La fiscalía, integrada por Pablo Vignaroli como jefe, Juan Manuel Narváez y la asistente Agustina Jara, le solicitaron al juez de Garantías Lucas Yancarelli, que disponga la prisión preventiva para Néstor Pablo Sanz luego de que el dispositivo electrónico tipo tobillera que controlaba el cumplimiento de una prisión domiciliaria desde hacía 11 meses, arrojara 16 salidas del rango permitido durante la jornada del lunes.

La fiscalía que investiga la mega estafa con planes sociales. Fuente (MPF)

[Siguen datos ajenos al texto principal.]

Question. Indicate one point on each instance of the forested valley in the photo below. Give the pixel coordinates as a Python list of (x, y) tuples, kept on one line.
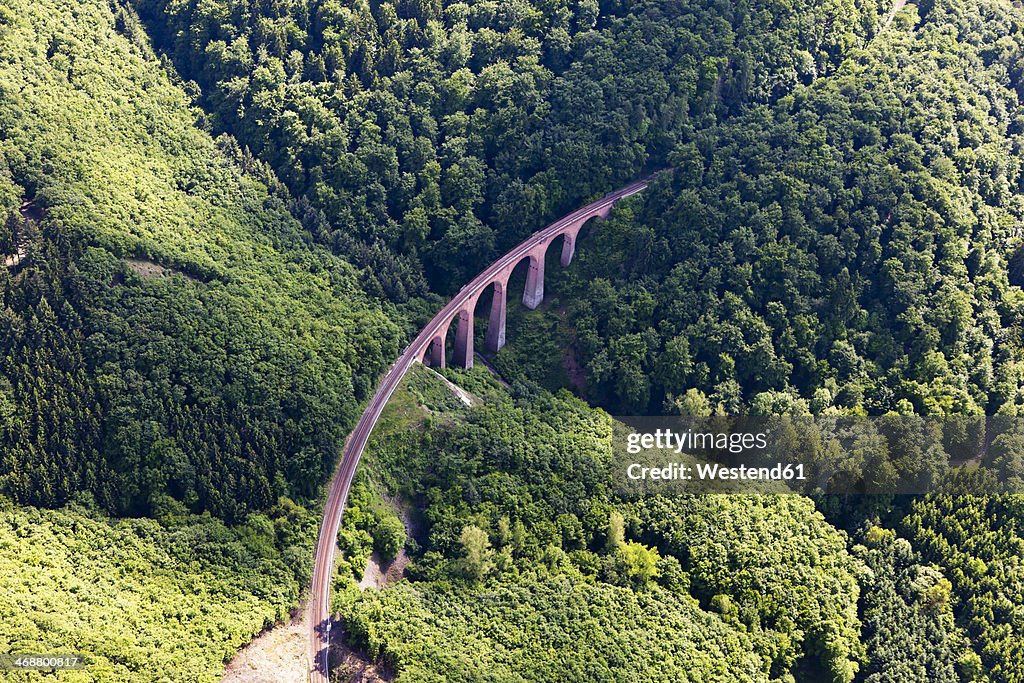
[(222, 219)]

Narváez presentó un informe del organismo del Poder Ejecutivo que se encarga de realizar el seguimiento de las tobilleras electrónicas, en el que se dio cuenta de una primera alarma a las 16:45 del lunes. “Se normalizó 4 minutos después, pero eso lo repitió 16 veces” en la misma jornada, indicó Narváez. Luego, Vignaroli precisó que las salidas llegaron hasta los 19 minutos.

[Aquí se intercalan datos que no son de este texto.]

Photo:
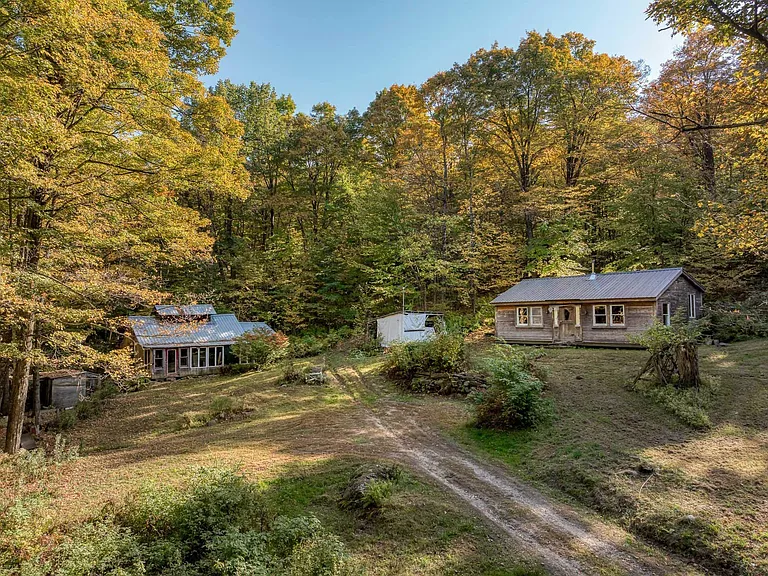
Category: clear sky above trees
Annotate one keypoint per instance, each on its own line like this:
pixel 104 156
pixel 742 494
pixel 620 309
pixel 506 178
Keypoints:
pixel 344 51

Durante la audiencia, el imputado informó que cumple la prisión domiciliaria en un departamento ubicado al fondo de un predio en el que, además, hay otras viviendas y que, a su pedido, se le amplió el rango de movimientos.

El imputado "colaborador", Néstor Sanz. Fuente (X)
El fiscal Narváez explicó que ese cambio no tuvo el aval de la fiscalía ni de “ninguna autoridad”, y fue uno de los argumentos del juez Lucas Yancarelli al momento de resolver: “Si la tobillera se dispuso para un domicilio, las resoluciones tienen una esencia. La ampliación no sé quién la decidió. Que fuera a lo de su hermano no estaba autorizado y no tenía nada que hacer allí”, afirmó.
La mega estafa
Sanz es uno de los imputados como jefes de la asociación ilícita que investiga la fiscalía y que, en total, habría cometido una estafa con dinero de planes sociales que supera los 750 millones de pesos. El 10 de julio de 2023 se impuso una prisión preventiva que, a pesar de la oposición fiscal, cuatro meses después se transformó en prisión domiciliaria. “Claramente, tenemos una pauta de que el imputado está demostrando burlarse de la justicia, de que no respeta la decisión de un magistrado al incumplir la prisión domiciliaria, y necesitamos continuar neutralizando los peligros procesales”, afirmó Narváez respecto de los riesgos de entorpecimiento de la investigación y de no sometimiento al proceso. Luego solicitó la inmediata conversión de la detención domiciliaria en prisión preventiva, además de una prórroga por 6 meses a partir del 10 de noviembre.